The Adventures of Elliot : gameplay, magilithes et ADN Zelda
Le cœur du jeu, c’est un action RPG à vue isométrique qui s’inspire allègrement de A Link to the Past sans jamais le cacher. On retrouve sept types d’armes, qu’on peut équiper par paires, un boomerang, une fée qui remplace les pouvoirs de la Triforce… les références sont assumées et ce n’est pas dérangeant. Ceci étant dit, mon premier réflexe après avoir récupéré le boomerang a été d’essayer d’attraper les rubis avec. Résultat : ça ne marche pas, et ça fait mal à mon petit coeur de fan de Zelda, même si je reconnais que ce détail est totalement anécdotique.
Le gameplay se révèle quant à lui solide et plaisant. Les phases de plateformes, rendues possibles par la présence d’un saut (qui n’est pas sans rappeler Link’s Awakening), brisent intelligemment le rythme et donnent une verticalité bienvenue à l’exploration. Les pouvoirs de Faie servent à la fois au combat et à la progression dans les donjons, avec un petit parfum metroidvania qui pousse à revenir dans des zones déjà visitées une fois de nouveaux pouvoirs débloqués. L’exploration est souvent récompensée, même si la carte manque de clarté et qu’il m’est arrivé de passer de longs moments dans un donjon sans savoir si j’y étais par progression naturelle de l’histoire ou par anticipation erronée.
Le système de magilithes est l’une des vraies bonnes idées du jeu. On en trouve tout au long de l’aventure, et leur création intègre une part d’aléatoire façon mini-gacha qui rend chaque nouvelle pièce d’équipement excitante à ouvrir. Combinées aux armes disponibles, elles offrent un vrai espace de personnalisation pour adapter le style de jeu à ses préférences. On peut même jouer à deux en co-op locale, l’un contrôlant Elliot, l’autre Faie. Certes ça ne casse pas trois pattes à un canard, mais c’est quand même sympa d’y avoir pensé.
Les donjons, en revanche, sont le point faible le plus visible. Ils se ressemblent trop, manquent d’identité visuelle propre, et leurs boss passent sans laisser de trace mémorable.

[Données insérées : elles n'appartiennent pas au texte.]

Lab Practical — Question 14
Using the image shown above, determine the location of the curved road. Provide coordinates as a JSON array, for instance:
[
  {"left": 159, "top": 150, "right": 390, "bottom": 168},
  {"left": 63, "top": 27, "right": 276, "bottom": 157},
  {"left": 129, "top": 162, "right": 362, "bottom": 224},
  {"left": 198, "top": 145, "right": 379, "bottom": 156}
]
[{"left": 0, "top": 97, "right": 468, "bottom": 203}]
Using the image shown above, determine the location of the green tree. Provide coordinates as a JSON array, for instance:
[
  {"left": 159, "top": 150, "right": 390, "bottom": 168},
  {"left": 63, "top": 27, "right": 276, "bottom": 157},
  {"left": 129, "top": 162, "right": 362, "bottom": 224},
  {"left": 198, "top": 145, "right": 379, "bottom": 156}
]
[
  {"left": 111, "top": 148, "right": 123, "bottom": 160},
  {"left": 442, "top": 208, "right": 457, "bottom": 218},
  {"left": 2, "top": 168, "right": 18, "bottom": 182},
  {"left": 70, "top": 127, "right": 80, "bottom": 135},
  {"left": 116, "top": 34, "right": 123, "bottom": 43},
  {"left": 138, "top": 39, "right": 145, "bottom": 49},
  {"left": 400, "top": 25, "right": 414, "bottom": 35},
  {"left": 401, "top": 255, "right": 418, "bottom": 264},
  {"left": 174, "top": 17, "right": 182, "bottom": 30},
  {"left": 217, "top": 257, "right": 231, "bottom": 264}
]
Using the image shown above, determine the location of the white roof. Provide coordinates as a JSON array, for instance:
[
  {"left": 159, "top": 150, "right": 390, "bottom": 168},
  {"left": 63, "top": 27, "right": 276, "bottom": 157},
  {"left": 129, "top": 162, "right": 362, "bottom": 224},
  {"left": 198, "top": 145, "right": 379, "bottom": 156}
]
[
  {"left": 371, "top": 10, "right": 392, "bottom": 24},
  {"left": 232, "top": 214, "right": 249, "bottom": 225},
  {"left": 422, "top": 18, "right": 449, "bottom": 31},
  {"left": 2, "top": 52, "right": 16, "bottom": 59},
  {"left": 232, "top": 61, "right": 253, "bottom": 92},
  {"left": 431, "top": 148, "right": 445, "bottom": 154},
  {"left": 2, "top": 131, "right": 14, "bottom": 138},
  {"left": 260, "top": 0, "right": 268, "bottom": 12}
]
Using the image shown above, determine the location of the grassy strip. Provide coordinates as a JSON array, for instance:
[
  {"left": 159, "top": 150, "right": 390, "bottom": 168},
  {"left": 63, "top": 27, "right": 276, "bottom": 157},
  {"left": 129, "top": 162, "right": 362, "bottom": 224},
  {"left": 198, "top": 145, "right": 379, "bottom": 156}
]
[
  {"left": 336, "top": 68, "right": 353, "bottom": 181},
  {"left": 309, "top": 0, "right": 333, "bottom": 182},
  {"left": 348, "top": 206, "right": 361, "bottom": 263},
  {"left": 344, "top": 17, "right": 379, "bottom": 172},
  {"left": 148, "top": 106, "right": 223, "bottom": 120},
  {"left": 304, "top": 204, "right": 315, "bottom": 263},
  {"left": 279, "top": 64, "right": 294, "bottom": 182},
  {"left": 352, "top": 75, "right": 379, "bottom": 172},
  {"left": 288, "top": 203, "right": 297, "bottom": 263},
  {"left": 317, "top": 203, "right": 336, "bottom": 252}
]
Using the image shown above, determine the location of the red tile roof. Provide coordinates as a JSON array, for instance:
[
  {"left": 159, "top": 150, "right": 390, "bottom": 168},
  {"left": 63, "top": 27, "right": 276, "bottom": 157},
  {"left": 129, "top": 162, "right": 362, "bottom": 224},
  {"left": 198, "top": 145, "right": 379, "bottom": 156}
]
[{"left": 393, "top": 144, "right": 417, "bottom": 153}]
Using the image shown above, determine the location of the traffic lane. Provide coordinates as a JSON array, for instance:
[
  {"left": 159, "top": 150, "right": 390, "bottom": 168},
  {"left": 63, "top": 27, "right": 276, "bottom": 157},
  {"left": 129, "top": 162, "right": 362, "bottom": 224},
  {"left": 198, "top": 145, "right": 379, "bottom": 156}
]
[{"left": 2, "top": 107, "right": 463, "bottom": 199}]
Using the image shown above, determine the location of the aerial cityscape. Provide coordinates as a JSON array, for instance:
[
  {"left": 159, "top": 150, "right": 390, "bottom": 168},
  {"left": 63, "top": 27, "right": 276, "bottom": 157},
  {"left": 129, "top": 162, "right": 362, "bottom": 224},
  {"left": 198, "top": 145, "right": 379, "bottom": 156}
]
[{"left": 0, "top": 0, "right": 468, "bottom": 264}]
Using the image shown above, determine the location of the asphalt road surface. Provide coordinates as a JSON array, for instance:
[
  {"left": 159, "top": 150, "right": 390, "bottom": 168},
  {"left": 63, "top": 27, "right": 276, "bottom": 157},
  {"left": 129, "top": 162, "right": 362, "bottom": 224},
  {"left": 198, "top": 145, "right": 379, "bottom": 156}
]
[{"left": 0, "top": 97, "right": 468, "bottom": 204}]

En bref, là où Zelda avait défini ce que devrait être un bon boss de donjon, Elliot n’a malheureusement pas encore trouvé la formule.
Face à la concurrence
Le concurrent le plus direct est évidemment la saga Zelda elle-même, et plus précisément A Link to the Past sur SNES ou Link’s Awakening dans ses remakes récents. The Adventures of Elliot ne cherche pas à les détrôner : il s’en inspire ouvertement, avec une sincérité qui force le respect. Pour ceux que le tour par tour rebute dans les autres productions HD-2D de Claytechworks, ce titre est exactement ce qu’ils attendaient : l’esthétique sans la barrière du tactical. Dans un registre plus récent, Bō: Path of the Teal Lotus ou Tunic occupent un espace proche, mais avec des identités plus distinctives. Elliot se situe légèrement en dessous sur l’originalité, largement au-dessus sur le budget visuel et la finition générale.
Avis The Adventures of Elliot: The Millennium Tales
The Adventures of Elliot: The Millennium Tales est un bon jeu, sincèrement. Ce n’est pas une révélation, ce n’est pas un Zelda killer, et ses donjons interchangeables auraient mérité trois fois plus de soin. Mais c’est un titre qui aime profondément ce dont il s’inspire, qui le montre avec talent et qui offre 20 à 30 heures d’aventure solide dans un habillage visuellement irréprochable. Pour un fan de Zelda qui a grandi avec la SNES et qui rêvait de voir cet univers revisité avec le moteur d’Octopath Traveler, c’est exactement la proposition attendue. Et ça suffit largement pour recommander l’achat.